There are a number of problems with that framing, however. To start, there are boring problems associated with using simplicity to extrapolate the reward function, such as the fact that one’s notion of simplicity is language dependent, often uncomputable, and the universal prior is malign. Beyond these (arguably minor) issues, there’s a deeper issue, which forces us to make assumptions about human values in order to ensure inner alignment.

Since we assumed that the training environment was necessarily different from the testing environment, we cannot possibly provide the agent information about every possible scenario we consider catastrophic during training. Therefore, the metric we were using to judge the success of the agent during testing is not captured in training data alone. We must introduce additional information about what we consider catastrophic. This information comes in the form of our own preferences, as we prefer the agent to fail in some ways but not in others.

It’s also important to note that if we actually did provide the agent with the exact same data during training as it would experience during deployment, this is equivalent to simply letting the agent learn in the real world, and there would be no difference between training and testing. Since we normally assume providing such a perfect environment is either impossible or unsafe, the considerations in that case become quite different.

An example

I worry my discussion was a bit too abstract to be useful, so I’ll provide a specific example to show where my thinking lies. Consider the lunar lander example that I provided in the last post.

To reiterate, we train an agent to land on a landing pad, but during training there is a perfect correlation between whether a landing pad is painted red and whether it is a real landing pad.

During deployment, if the “true” factor that determined whether a patch of ground is a landing pad was whether it is enclosed by flags, and some faraway crater is painted red, then the agent might veer off into the crater rather than landing on the landing pad.

Since there is literally not enough information during training to infer what property correctly determines whether a patch of ground is a landing pad, the agent is forced to infer whether its the flags or the red painting. It’s not exactly clear what the “simplest” inference is here, but it’s coherent to imagine that “red painting determines whether something is a landing pad” is the simplest inference.

As humans, we might have a preference for the flags being the true determinant, since that resonates more with what we think a landing pad should be, and whether something is painted red is not nearly as compelling to us.

The important point is to notice that our judgement here is determined by our preferences, and not something the agent could have learned during training using some value-neutral inferences. The agent must make further assumptions about human preferences for it to consistently perform well during testing.

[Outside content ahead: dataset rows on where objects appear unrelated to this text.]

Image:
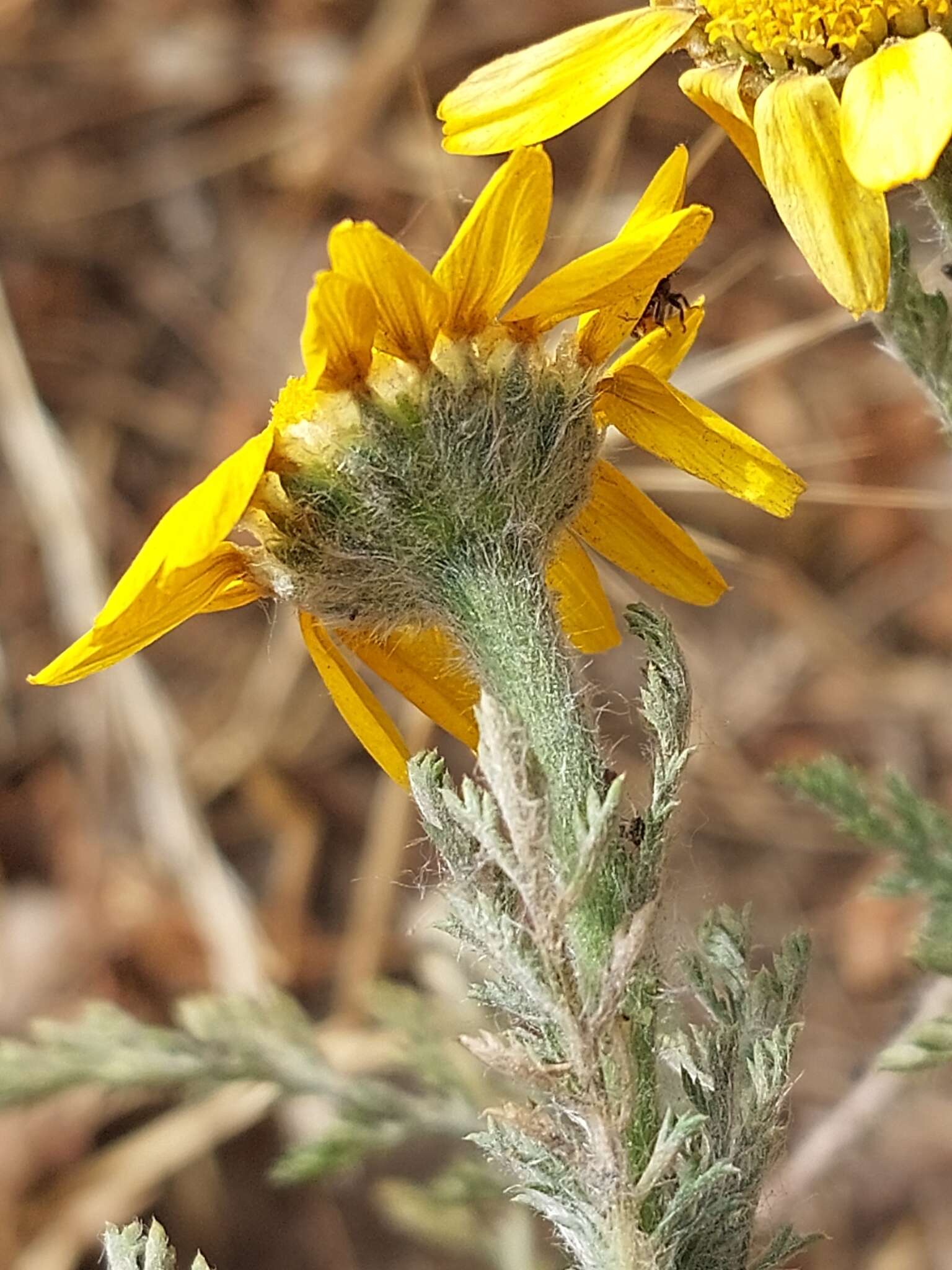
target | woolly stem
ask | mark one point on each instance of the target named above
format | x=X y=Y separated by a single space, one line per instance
x=509 y=626
x=917 y=323
x=507 y=621
x=937 y=190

  1. You might wonder whether we could define catastrophe in a completely value-independent way, sidestepping this whole issue. This is the approach implicitly assumed by impact measures. However, if we want to avoid all types of situations where we’d prefer the system fail completely, I think this will require a different notion of catastrophe than “something with a large impact.” Furthermore, we would not want to penalize systems for having a large positive impact.